If
consulted, recommend abandonment of the Soudan within certain limits.'
That was my Lord Granville chirruping to the advisers of His Highness
the Khedive, and the sentence comes back as crisp as when it first
shocked one in '84.
Next - here is a long reach between flooded palm
trees - next, of course, comes Gordon - and a delightfully mad Irish
war correspondent who was locked up with him in Khartoum.

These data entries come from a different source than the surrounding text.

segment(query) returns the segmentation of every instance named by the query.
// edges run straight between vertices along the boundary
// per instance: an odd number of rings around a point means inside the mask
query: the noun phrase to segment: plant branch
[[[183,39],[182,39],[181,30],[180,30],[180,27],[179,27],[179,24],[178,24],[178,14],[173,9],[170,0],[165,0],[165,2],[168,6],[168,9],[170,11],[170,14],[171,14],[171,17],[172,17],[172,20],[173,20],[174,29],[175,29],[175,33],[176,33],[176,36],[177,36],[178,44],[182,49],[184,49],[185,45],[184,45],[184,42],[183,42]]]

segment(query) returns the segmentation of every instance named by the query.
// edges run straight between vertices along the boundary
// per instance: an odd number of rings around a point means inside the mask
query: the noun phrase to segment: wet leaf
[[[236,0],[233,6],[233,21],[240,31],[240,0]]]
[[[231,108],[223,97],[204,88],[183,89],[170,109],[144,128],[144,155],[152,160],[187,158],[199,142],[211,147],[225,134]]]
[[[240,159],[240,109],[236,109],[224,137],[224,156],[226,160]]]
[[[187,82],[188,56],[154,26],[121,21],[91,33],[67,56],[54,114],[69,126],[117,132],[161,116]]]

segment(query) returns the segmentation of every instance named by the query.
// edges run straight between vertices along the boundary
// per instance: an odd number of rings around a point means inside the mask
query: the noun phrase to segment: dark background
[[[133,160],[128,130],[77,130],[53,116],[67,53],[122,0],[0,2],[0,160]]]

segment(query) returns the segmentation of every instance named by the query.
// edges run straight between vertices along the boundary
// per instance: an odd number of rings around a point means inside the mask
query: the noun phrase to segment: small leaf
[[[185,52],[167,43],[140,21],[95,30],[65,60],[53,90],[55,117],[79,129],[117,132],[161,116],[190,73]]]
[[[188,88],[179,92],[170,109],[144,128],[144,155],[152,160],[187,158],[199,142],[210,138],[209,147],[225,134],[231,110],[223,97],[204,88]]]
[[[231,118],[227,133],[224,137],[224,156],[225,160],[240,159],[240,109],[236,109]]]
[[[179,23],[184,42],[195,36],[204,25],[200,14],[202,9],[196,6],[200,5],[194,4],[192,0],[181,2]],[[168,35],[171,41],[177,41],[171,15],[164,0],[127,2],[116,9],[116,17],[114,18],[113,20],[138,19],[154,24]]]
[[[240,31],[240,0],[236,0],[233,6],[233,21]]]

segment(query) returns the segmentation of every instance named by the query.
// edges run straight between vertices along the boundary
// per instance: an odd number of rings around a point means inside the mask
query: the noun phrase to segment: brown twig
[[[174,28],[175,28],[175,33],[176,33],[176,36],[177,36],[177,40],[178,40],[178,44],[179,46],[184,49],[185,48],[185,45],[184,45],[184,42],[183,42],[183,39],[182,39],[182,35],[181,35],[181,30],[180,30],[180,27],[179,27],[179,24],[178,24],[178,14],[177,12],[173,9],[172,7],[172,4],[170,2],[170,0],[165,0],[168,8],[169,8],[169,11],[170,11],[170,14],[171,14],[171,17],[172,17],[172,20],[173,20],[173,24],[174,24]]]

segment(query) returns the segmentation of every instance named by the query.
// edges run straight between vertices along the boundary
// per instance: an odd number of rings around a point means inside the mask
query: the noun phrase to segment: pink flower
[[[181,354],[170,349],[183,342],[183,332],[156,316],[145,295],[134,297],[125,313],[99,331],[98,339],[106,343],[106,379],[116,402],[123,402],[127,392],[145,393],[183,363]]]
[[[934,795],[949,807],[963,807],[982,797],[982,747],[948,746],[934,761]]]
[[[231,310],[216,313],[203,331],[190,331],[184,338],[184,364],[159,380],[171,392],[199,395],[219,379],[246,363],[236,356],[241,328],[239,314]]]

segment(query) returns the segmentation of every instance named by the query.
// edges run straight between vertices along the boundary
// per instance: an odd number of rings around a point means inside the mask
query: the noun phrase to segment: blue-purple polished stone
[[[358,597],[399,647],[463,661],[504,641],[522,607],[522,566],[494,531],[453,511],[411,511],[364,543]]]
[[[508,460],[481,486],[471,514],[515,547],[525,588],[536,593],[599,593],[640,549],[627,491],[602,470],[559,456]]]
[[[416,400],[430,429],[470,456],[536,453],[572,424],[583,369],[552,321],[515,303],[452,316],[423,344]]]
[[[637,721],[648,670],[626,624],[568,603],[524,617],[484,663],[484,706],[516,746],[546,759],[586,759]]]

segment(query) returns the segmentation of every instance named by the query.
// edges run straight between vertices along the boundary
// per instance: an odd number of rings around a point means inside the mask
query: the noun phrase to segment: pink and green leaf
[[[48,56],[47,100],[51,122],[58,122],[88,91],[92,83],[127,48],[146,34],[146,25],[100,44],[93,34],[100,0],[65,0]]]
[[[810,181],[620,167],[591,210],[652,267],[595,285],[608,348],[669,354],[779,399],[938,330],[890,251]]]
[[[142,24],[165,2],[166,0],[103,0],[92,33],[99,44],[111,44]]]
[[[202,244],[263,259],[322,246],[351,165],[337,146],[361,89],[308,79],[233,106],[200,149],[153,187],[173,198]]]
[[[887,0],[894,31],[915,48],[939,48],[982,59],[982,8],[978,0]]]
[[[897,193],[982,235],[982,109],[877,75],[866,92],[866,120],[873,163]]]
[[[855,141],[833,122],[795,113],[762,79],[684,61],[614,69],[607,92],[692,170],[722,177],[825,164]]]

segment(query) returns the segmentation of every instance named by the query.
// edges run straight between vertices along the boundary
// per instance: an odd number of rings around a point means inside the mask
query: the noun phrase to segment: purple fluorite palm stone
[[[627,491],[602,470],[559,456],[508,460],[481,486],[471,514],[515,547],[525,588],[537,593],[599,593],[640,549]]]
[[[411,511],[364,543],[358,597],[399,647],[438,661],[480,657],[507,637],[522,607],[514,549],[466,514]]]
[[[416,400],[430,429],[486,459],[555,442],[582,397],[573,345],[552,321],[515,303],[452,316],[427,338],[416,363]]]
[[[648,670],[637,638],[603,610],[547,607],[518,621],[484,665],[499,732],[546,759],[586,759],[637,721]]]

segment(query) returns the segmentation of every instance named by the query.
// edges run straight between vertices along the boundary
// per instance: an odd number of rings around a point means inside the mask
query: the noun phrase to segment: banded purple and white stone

Gordon - Eighty-four - Eighty-five - the Suakim-Berber Railway really begun
and quite as really abandoned. Korti - Abu Klea - the Desert Column - a
steamer called the Safieh not the Condor, which rescued two other
steamers wrecked on their way back from a Khartoum in the red hands of
the Mahdi of those days. Then - the smooth glide over deep water
continues - another Suakim expedition with a great deal of Osman Digna
and renewed attempts to build the Suakim-Berber Railway. 'Hashin,' say
the paddle-wheels, slowing all of a sudden - 'MacNeill's Zareba - the 15th
Sikhs and another native regiment - Osman Digna in great pride and power,
and Wady Halfa a frontier town. Tamai, once more; another siege of
Suakim: Gemaiza; Handub; Trinkitat, and Tokar - 1887.'
The river recalls the names; the mind at once brings up the face and
every trick of speech of some youth met for a few hours, maybe, in a
train on the way to Egypt of the old days. Both name and face had
utterly vanished from one's memory till then.